It feels like this should be a well-known question, but I can't find any related questions on this site by searching; apologies in advance if this is a duplicate.
I assume rings are commutative with multiplicative identity. Most examples of non-UFDs involve cases where factorization is not unique, e.g. $\mathbb Z[\sqrt{-5}]$ is not an UFD because $$ 2 \cdot 3 = 6 = (1+\sqrt{-5}) \cdot (1-\sqrt{-5}) $$ and none of the divisors are associate. Is there an integral domain $R$ where:
- Factorization is unique in the sense that if $p_1p_2\cdots p_n = q_1q_2\cdots q_m$ where $p_i$ and $q_i$ are irreducible elements in $R$, then $m=n$ and we can reorder such that $p_i$ is an associate of $q_i$ for each $i=1,2,\dots, n$.
- Factorization may not exist: there is some non-unit $x$ that cannot be written as the product of irreducible elements.

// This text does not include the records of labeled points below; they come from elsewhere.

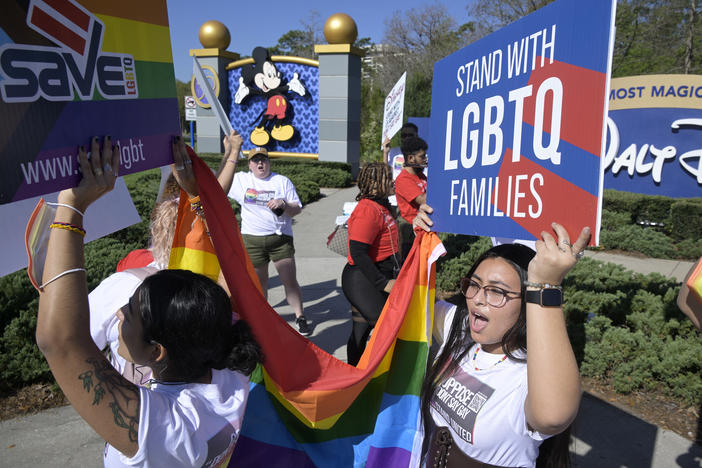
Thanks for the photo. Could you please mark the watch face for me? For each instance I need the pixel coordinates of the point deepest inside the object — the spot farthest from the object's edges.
(551, 297)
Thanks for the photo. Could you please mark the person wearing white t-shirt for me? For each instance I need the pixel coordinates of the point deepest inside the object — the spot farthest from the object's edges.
(484, 394)
(177, 323)
(268, 203)
(114, 292)
(393, 156)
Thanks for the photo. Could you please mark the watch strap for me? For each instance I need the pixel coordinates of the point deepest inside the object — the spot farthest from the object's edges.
(546, 297)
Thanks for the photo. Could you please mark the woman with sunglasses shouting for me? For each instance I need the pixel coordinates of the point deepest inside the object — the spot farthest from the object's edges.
(486, 401)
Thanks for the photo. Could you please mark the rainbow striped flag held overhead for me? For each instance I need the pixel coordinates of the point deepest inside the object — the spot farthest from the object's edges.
(74, 69)
(307, 408)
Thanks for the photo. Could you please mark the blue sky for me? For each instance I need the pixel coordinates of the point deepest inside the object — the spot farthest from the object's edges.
(254, 23)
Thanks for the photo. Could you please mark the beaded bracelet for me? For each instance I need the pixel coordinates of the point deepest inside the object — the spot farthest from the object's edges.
(531, 284)
(68, 227)
(64, 273)
(66, 206)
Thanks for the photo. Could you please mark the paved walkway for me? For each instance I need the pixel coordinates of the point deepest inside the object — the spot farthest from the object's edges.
(605, 435)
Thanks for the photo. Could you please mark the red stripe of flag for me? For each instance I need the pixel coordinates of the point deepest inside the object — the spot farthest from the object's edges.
(71, 12)
(57, 30)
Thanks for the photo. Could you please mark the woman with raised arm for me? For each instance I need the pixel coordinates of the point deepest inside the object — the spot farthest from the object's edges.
(177, 322)
(486, 401)
(373, 259)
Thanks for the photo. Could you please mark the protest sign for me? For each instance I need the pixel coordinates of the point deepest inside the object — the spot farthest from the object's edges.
(72, 70)
(394, 108)
(654, 137)
(517, 125)
(111, 212)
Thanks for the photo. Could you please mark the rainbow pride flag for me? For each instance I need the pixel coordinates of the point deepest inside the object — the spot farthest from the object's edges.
(74, 69)
(307, 408)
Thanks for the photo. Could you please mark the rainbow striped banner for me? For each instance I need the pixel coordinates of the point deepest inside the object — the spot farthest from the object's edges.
(306, 408)
(70, 70)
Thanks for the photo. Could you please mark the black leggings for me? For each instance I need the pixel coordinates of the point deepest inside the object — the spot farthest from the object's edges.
(369, 301)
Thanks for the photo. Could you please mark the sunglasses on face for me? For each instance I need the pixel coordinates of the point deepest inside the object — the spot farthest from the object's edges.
(494, 296)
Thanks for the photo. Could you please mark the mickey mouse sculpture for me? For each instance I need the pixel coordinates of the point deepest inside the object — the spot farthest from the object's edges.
(262, 78)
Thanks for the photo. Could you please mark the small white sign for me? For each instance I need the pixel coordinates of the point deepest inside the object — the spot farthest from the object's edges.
(394, 109)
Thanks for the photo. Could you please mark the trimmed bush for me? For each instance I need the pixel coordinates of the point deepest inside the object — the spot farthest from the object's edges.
(612, 220)
(686, 219)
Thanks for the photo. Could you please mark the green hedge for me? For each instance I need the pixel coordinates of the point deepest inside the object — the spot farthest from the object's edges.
(625, 327)
(21, 363)
(656, 226)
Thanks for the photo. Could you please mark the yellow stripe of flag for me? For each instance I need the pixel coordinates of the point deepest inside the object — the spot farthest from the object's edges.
(198, 261)
(145, 42)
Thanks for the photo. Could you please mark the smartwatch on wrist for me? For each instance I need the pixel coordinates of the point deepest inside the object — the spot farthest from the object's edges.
(546, 297)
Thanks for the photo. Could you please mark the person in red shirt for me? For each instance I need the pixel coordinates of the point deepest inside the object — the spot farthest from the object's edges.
(411, 188)
(373, 260)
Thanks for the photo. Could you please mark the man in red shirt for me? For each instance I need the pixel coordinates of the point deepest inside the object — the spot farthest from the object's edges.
(411, 188)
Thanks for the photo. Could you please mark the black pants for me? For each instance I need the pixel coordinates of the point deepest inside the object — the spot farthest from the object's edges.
(369, 301)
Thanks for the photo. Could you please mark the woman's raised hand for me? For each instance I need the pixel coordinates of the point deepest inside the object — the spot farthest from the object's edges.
(182, 168)
(233, 141)
(555, 256)
(100, 171)
(422, 220)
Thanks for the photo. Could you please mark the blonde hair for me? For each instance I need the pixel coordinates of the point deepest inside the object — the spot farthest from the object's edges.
(163, 222)
(374, 181)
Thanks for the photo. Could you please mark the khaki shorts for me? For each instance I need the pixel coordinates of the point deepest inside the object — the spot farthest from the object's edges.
(271, 248)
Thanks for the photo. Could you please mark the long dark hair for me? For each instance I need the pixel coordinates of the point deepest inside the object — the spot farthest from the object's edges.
(191, 316)
(373, 181)
(554, 451)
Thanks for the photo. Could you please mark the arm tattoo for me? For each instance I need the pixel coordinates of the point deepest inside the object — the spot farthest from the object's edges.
(125, 403)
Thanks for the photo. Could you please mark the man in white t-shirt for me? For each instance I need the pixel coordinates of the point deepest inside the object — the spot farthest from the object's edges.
(268, 203)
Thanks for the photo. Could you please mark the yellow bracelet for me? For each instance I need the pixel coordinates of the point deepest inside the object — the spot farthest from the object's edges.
(68, 227)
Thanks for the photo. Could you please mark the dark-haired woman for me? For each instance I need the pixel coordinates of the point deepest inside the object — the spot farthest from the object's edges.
(373, 259)
(486, 401)
(177, 323)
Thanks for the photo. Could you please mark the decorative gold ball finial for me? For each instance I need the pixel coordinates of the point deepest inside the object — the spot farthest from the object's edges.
(214, 35)
(340, 28)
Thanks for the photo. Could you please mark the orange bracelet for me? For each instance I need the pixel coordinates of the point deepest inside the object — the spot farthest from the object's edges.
(68, 227)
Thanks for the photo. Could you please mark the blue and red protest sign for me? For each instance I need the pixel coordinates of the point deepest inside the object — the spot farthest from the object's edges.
(517, 125)
(654, 138)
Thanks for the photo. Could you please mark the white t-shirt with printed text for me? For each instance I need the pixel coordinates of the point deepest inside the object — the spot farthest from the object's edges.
(189, 424)
(253, 193)
(484, 409)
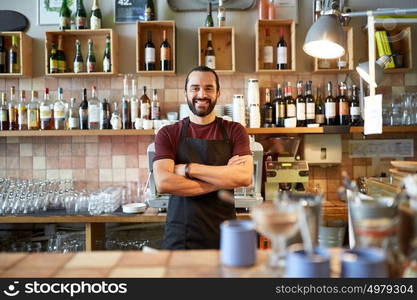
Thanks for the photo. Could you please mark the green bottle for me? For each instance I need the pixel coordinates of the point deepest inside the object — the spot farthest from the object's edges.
(80, 16)
(64, 16)
(78, 59)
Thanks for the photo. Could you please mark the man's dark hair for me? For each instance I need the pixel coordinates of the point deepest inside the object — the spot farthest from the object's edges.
(203, 69)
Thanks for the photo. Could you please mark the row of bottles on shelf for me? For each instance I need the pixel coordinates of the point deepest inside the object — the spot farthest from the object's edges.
(58, 62)
(305, 109)
(91, 113)
(9, 58)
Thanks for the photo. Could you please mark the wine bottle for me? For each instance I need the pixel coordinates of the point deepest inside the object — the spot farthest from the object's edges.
(64, 16)
(165, 51)
(282, 60)
(149, 53)
(330, 106)
(78, 59)
(310, 104)
(80, 16)
(91, 58)
(268, 50)
(210, 57)
(209, 18)
(300, 105)
(95, 18)
(107, 56)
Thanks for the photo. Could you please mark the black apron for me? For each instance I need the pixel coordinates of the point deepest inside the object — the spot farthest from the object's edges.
(194, 222)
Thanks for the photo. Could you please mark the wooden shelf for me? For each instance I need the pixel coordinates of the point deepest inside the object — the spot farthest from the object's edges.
(98, 37)
(290, 38)
(25, 53)
(223, 39)
(157, 28)
(333, 62)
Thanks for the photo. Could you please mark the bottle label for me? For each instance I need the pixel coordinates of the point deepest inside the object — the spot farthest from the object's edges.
(343, 108)
(282, 55)
(45, 112)
(301, 111)
(355, 110)
(95, 23)
(330, 110)
(93, 113)
(211, 61)
(106, 64)
(268, 55)
(311, 111)
(149, 55)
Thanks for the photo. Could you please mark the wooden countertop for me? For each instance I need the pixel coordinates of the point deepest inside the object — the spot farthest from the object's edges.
(133, 264)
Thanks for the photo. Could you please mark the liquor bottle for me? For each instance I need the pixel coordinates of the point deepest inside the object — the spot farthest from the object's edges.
(53, 60)
(310, 104)
(209, 18)
(105, 114)
(91, 58)
(33, 112)
(210, 57)
(268, 50)
(134, 104)
(13, 56)
(282, 59)
(94, 110)
(4, 113)
(268, 110)
(12, 108)
(221, 15)
(279, 107)
(45, 110)
(83, 111)
(107, 56)
(59, 111)
(78, 59)
(155, 108)
(355, 109)
(95, 18)
(22, 113)
(73, 115)
(149, 11)
(343, 103)
(80, 16)
(2, 56)
(64, 16)
(145, 106)
(125, 106)
(300, 105)
(165, 51)
(330, 106)
(319, 107)
(149, 53)
(62, 64)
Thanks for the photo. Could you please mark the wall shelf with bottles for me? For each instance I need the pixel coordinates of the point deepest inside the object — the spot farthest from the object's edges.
(98, 36)
(156, 28)
(275, 27)
(24, 56)
(401, 44)
(332, 65)
(223, 40)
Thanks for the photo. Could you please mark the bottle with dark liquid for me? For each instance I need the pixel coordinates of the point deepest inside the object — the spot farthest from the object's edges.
(300, 105)
(279, 107)
(330, 106)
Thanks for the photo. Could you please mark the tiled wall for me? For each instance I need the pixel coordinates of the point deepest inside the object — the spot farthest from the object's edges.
(119, 159)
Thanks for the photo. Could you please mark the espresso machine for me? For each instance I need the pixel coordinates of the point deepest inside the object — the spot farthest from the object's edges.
(245, 197)
(283, 171)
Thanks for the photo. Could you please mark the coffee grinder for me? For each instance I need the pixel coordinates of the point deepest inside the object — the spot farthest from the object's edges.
(283, 171)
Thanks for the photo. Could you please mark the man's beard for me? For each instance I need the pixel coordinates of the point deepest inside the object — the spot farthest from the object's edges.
(192, 105)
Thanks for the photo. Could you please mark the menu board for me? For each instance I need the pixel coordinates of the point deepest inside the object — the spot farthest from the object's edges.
(129, 11)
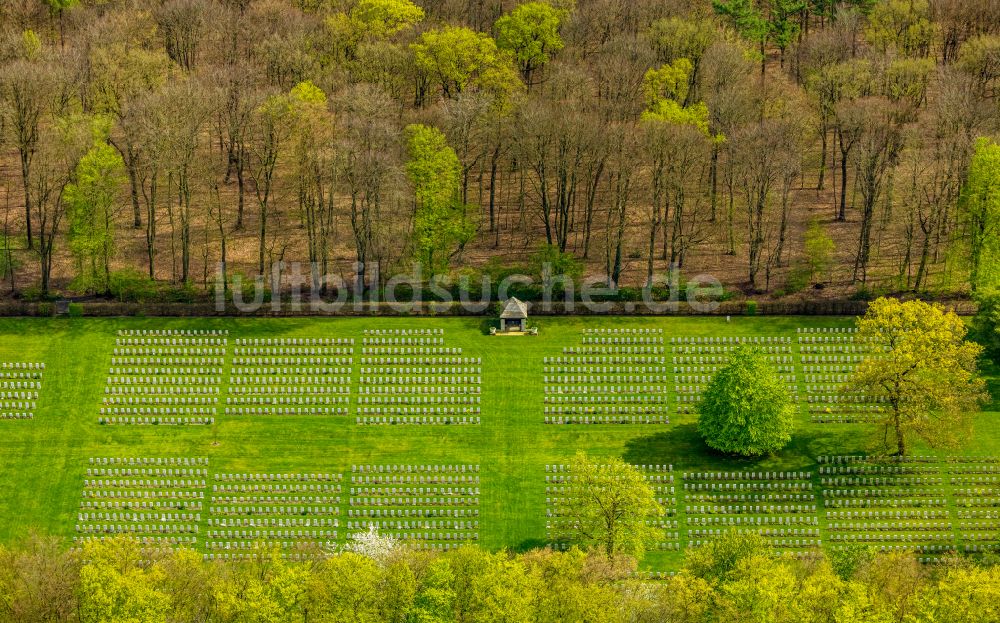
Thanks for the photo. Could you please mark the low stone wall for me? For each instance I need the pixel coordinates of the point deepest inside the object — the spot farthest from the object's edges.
(103, 308)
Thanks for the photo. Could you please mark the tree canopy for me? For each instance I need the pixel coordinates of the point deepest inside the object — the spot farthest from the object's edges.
(746, 409)
(922, 370)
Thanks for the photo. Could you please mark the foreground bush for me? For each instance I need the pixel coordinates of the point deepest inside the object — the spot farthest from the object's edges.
(737, 578)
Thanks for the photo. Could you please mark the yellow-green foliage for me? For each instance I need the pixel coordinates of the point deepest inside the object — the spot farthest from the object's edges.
(926, 373)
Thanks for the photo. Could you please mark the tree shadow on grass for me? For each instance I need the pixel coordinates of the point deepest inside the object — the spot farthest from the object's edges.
(682, 446)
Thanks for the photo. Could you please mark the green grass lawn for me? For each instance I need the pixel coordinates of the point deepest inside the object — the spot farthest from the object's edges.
(43, 461)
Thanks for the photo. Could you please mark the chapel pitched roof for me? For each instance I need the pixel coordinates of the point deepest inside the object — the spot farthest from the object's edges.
(514, 310)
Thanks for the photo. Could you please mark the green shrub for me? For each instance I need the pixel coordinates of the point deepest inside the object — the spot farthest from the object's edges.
(746, 409)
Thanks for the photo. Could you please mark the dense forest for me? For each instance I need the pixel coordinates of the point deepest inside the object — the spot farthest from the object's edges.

Let $k = {\Bbb F}_2$ and let $M$ be the multiplicative monoid defined on $\{ x \in \Bbb R \mid x \geqslant 1\}$. I claim that the monoid ring $k[M]$ contains no irreducible elements. The elements of $k[M]$ can be written as formal sums
$$ \sum_{m \in M} c_m m \quad \text{where $c_m \in k$ and $c_m = 0$ for almost all $m \in M$} $$ First, $1$ is the unique unit of $R$. Next, since we are in characteristic $2$ and each $c_m$ is idempotent, one has $$ \sum_{m \in M} c_m m = \Bigl(\sum_{m \in M} c_m\sqrt{m} \Bigr)^2 $$ and thus no $\sum_{m \in M} c_m m$ is irreducible.
Since there is no irreducible element, $1$ is the unique element to have a factorization, namely the trivial, but also unique, factorisation $ 1 = \prod_{i \in \emptyset} x_i $. Thus $k[M]$ answers your question.